Envoyer à un ami | Version à imprimer | Version en PDF

En couvrant ton corps de roses magiques

par Boudaoud Mohamed

Notre héros de ce jeudi est un citoyen algérien qui a la réputation, solidement implantée dans les esprits de ceux qui vivent avec lui ou le fréquentent, d'être un homme qui a toujours quelque chose à dire.

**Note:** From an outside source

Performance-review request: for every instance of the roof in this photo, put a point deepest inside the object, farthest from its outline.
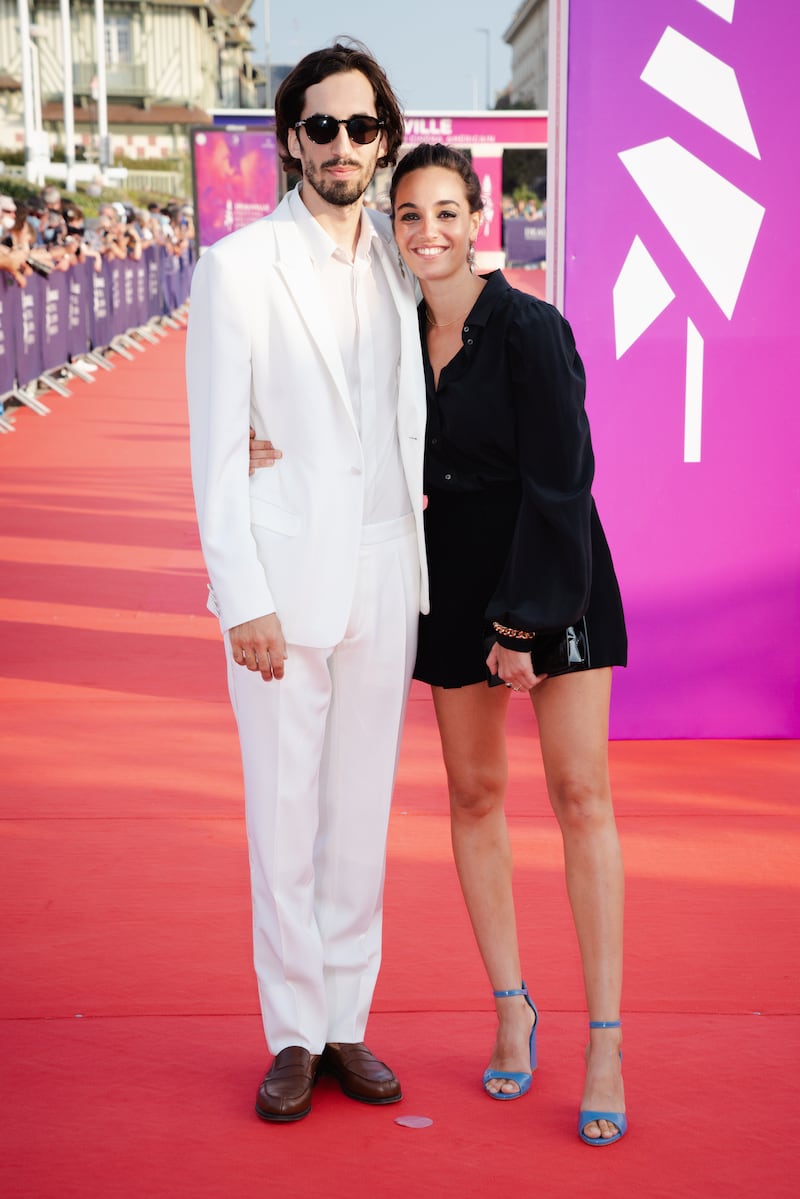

On jure sur le Coran sacré que nul sujet abordé à portée de ses oreilles ne peut réduire sa langue au silence. Mais précisons notre pensée pour éviter tout malentendu : les paroles qui sortent de la bouche de ce citoyen n'ont rien à voir avec les âneries que nous entendons à longueur de journée autour de nous. C'est ce qui se dégage clairement des propos de Kouider, un paysan qui connait notre héros depuis très longtemps, et qui a bien voulu nous parler se son ami. Nous l'avons rencontré dans un café bruyant, sale et enfumé, assis à proximité d'une table bancale où se déroulait une partie de dominos très animée, traversée par les coups de gueule que s'échangeaient les joueurs, et les éclats de rire des spectateurs. Il nous a fallu patienter jusqu'à la fin de la partie qui a duré un bon bout de temps. Alors, le regard songeur et la voix très malmenée par l'émotion, Kouider a répondu à notre curiosité en ces termes :

- Dieu a déposé dans la petite tête de Larbi tout ce que les hommes doivent savoir sur le monde rempli de bizarreries dans lequel nous nous agitons pendant un certain temps, bavardant et gesticulant à loisir dans l'ornière de notre destin, jusqu'au moment où la machine se détraque et pousse son dernier crissement. Cet homme est un phénomène qui me tourmente l'esprit de temps à autre, lorsqu'il arrive à ma viande d'oublier de haleter derrière les saletés que chie en abondance cette chienne de vie. Car tous les gens sont au courant que Larbi n'a jamais de la vie posé ses fesses plates comme une table sur le banc d'une école. N'est-ce-pas là une chose extraordinaire, mon frère ? Si vous trouvez que j'exagère, s'il vous est difficile de me croire, dirigez-vous vers la maison de mon ami, appelez-le, et commencez devant lui n'importe quelle discussion.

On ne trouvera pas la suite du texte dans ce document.